Pelt and Stehian wanted each layer to be able to talk with every other layer – they wanted to layers to be densely connected. This means information doesn’t have to be copied repeatedly throughout the network, and earlier layers can communicate relevant information directly to layers later in the series.
These changes in how the neural network operates mean it needs far fewer parameters and training images to correctly identify what is being observed.
One project Pelt and Sethian have been working on is using this for extracting biological structure from cell images. This is an arduous process when done by hand, taking weeks to accomplish, the researchers said.
But the new neural network was able to be trained on data from seven cells to accurately identify the biological structure of an eighth. (All of these had been done by hand, including the eighth, so the results could be compared.)
Carolyn Larabell, director of the National Center for X-ray Tomography and a professor at the University of California San Francisco School of Medicine, explained the importance of this advance in a statement.

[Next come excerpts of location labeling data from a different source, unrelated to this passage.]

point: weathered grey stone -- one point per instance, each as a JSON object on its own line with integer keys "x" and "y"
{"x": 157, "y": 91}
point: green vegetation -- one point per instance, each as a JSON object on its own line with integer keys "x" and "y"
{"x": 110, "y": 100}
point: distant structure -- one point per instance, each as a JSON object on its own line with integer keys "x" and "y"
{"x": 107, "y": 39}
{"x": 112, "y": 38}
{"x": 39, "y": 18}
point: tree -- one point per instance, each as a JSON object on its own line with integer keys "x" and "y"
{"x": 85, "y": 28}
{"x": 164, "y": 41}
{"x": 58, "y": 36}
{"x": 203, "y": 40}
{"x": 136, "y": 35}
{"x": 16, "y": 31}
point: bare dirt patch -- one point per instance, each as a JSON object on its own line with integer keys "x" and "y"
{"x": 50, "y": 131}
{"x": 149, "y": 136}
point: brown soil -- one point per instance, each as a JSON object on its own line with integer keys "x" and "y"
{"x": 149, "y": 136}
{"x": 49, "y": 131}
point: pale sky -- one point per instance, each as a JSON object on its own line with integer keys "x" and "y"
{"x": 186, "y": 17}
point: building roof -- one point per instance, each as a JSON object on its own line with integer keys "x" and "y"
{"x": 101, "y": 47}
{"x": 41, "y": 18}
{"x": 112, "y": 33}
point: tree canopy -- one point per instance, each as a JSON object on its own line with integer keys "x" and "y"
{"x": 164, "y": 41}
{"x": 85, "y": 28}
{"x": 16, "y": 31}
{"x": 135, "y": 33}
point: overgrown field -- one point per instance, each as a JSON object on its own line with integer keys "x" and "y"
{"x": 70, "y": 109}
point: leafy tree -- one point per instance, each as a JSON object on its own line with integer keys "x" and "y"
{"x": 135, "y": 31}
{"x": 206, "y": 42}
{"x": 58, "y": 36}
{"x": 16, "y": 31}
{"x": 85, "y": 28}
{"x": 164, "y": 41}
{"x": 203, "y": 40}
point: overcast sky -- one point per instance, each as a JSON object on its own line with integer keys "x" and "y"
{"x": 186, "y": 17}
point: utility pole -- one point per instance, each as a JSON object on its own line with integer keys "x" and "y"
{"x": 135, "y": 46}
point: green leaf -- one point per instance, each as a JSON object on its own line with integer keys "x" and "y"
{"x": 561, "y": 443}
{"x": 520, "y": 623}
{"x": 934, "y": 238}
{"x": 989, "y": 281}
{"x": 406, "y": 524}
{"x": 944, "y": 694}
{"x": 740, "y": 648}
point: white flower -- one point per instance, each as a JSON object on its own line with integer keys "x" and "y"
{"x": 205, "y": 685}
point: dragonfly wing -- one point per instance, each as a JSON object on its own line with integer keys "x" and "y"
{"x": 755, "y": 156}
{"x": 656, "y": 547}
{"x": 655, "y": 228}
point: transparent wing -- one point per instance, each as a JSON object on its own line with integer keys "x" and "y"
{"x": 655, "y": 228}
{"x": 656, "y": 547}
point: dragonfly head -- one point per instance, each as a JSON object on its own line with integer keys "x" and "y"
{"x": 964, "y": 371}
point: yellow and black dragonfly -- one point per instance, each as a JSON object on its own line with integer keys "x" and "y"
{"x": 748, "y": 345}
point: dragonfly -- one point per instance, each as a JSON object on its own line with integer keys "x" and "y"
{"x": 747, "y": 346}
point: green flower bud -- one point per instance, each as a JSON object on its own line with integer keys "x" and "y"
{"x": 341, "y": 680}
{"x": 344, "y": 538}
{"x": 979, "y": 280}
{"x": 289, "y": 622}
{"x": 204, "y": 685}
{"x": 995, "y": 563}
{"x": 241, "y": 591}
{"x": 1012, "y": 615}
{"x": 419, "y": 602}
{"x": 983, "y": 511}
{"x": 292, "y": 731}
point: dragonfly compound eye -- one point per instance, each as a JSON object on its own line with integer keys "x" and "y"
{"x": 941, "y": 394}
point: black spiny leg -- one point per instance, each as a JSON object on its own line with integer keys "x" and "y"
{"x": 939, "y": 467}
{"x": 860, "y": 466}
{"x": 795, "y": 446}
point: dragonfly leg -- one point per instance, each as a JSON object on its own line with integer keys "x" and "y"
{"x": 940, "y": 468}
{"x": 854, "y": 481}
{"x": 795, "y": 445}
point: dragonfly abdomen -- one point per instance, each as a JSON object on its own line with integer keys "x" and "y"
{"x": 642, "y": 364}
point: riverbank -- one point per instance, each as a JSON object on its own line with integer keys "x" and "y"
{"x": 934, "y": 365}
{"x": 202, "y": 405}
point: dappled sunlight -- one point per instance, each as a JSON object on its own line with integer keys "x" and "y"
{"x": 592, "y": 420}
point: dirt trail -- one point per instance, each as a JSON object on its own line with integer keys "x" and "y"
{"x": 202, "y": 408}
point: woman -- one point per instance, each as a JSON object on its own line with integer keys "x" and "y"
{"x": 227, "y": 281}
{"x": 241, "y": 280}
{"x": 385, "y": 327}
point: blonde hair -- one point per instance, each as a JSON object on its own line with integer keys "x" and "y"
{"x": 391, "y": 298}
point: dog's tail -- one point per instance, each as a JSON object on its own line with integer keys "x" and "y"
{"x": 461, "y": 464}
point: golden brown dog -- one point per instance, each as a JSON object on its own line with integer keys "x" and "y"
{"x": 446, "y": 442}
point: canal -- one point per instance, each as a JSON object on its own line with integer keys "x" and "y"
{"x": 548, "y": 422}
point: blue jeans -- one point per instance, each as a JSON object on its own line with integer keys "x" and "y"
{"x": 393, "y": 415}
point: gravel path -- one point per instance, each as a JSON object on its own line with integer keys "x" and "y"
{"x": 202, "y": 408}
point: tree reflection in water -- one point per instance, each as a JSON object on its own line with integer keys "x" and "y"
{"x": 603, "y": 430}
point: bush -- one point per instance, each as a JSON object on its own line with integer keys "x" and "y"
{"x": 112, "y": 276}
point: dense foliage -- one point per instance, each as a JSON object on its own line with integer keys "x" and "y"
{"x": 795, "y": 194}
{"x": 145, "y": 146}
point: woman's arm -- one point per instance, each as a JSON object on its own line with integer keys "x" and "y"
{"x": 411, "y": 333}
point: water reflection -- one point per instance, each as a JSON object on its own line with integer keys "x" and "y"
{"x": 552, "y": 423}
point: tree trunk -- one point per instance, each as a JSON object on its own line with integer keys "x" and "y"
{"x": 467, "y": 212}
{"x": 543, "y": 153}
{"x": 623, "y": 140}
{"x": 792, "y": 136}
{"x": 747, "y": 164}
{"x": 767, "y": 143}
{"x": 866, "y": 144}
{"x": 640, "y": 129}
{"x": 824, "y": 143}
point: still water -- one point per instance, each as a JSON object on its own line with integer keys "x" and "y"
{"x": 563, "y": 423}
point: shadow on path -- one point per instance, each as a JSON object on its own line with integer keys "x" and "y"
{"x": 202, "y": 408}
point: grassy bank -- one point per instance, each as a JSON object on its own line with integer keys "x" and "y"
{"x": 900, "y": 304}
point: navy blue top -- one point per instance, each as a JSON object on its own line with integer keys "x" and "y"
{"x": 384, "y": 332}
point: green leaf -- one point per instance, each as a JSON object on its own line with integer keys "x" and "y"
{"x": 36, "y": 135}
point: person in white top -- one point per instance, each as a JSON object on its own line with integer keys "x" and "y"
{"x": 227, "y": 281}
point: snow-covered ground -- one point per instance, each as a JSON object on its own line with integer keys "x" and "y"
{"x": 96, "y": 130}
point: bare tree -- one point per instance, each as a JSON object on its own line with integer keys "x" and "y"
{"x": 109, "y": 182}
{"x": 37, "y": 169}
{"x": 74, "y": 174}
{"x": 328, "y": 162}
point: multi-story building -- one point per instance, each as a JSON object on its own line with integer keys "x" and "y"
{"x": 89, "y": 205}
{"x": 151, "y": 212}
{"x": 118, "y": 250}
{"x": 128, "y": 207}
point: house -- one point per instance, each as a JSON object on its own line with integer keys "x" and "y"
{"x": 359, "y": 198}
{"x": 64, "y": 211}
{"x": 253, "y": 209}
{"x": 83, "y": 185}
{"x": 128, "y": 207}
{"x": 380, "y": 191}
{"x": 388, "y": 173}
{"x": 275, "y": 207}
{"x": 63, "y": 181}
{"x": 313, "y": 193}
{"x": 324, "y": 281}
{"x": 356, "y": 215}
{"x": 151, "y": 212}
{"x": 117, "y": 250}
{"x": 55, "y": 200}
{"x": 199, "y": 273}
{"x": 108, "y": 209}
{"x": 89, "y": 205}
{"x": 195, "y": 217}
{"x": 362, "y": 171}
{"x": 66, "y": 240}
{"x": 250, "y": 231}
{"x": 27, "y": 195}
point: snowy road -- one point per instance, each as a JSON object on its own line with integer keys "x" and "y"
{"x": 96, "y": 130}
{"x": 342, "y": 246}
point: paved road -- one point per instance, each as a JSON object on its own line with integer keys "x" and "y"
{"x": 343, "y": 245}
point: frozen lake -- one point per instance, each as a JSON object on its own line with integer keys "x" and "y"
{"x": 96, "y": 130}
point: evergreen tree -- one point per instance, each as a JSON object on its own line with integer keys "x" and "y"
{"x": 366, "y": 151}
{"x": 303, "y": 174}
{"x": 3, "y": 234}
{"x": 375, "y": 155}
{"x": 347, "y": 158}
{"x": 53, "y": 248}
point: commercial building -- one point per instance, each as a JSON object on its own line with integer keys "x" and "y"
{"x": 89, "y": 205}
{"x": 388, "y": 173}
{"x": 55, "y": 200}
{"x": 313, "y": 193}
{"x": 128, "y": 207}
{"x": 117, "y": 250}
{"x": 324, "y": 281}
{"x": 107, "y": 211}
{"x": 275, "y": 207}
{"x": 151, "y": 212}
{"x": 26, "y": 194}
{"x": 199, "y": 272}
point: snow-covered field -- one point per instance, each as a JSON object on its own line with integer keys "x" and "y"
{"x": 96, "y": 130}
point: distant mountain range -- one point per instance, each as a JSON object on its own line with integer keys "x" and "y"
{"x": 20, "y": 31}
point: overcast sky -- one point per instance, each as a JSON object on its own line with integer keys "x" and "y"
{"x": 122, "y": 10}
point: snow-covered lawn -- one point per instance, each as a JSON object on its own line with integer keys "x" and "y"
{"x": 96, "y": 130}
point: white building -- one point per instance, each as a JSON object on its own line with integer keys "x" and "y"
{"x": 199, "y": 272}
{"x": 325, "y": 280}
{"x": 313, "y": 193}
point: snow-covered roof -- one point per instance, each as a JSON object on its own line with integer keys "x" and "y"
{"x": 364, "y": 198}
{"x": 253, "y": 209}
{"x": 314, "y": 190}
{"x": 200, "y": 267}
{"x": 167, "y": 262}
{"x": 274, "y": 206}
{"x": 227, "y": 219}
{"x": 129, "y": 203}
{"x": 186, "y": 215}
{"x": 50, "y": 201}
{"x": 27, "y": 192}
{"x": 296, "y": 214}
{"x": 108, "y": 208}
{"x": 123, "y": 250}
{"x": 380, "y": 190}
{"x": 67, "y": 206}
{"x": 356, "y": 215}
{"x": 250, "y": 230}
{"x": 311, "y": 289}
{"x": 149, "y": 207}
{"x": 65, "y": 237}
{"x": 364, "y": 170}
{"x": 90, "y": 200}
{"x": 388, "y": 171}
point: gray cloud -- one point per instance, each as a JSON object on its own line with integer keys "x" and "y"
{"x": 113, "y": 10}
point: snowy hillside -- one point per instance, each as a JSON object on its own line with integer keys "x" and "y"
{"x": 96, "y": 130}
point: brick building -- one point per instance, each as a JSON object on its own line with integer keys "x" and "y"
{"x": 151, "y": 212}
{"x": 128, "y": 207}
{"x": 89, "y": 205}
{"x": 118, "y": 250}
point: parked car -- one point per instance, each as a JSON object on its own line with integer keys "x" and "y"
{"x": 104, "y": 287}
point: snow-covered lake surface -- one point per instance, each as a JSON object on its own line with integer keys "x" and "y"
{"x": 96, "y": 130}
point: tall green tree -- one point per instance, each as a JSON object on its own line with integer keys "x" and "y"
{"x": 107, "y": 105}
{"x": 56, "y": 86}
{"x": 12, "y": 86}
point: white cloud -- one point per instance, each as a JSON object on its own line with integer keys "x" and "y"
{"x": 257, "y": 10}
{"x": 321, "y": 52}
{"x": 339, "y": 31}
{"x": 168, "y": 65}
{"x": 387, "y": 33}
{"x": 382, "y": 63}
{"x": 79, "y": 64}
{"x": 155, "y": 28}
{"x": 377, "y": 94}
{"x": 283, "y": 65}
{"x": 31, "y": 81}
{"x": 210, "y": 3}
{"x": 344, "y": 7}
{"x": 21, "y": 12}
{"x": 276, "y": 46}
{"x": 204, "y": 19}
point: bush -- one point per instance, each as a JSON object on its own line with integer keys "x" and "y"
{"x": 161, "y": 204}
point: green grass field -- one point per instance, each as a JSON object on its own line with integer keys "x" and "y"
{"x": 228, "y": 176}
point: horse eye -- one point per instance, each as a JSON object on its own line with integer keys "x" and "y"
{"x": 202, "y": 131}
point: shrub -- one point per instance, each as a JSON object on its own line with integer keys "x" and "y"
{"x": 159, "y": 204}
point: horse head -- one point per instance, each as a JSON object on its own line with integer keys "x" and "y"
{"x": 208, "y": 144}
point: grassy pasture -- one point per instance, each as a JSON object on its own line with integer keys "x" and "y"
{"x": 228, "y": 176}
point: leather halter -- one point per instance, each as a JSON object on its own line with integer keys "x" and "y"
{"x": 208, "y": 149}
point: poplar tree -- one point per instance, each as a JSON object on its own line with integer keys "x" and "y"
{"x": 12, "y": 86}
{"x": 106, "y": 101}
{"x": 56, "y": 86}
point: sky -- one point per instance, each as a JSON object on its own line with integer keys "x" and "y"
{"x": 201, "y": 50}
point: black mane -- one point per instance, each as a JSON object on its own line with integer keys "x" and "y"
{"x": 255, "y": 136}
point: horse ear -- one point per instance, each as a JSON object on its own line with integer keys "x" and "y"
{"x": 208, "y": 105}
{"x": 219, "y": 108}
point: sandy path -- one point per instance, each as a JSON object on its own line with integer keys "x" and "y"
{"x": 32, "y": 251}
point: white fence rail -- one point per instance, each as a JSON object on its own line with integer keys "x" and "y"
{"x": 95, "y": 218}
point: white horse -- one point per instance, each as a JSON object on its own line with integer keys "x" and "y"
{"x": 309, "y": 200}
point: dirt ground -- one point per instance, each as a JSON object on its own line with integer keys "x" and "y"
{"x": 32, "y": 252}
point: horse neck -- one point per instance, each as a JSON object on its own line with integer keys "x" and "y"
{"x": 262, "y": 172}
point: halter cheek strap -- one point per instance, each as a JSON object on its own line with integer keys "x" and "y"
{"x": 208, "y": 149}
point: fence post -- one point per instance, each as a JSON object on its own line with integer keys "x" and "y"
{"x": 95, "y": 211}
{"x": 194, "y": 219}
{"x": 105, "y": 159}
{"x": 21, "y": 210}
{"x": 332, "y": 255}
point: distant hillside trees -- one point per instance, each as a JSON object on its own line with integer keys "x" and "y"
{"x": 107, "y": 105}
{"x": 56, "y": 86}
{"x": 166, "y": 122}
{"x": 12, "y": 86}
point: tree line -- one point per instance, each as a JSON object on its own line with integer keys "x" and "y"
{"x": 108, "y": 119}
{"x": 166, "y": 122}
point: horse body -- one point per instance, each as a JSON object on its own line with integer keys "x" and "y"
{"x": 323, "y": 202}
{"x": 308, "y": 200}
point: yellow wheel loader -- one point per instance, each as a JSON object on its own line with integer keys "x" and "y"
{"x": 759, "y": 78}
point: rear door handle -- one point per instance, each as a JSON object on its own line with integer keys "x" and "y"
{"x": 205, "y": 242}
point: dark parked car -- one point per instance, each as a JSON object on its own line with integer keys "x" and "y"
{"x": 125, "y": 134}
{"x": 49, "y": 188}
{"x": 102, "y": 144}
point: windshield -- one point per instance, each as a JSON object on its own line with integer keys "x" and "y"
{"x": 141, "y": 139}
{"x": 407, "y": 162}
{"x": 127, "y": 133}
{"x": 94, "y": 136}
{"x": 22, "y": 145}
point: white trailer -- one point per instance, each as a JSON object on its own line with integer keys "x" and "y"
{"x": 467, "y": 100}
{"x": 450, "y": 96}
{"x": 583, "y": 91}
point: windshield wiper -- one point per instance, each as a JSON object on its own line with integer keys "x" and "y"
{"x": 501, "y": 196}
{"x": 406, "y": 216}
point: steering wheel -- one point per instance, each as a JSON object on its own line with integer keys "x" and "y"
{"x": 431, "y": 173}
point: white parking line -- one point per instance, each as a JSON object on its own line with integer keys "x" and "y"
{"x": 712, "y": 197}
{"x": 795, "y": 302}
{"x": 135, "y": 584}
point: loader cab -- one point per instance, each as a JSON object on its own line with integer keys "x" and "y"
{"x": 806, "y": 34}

"This new approach has the potential to radically transform our ability to understand disease, and is a key tool in our new Chan-Zuckerberg-sponsored project to establish a Human Cell Atlas, a global collaboration to map and characterize all cells in a healthy human body,” Larabell said.
And while the Mixed-Scale Dense Convolution Neural Network is quite powerful, it does not require supercomputer-scale resources. In fact, this ability is live on a web portal for anyone to access and use for image labeling applications.
“We’re hoping a larger community can take advantage of these capabilities without having to understand all the details inside them,” Sethian said.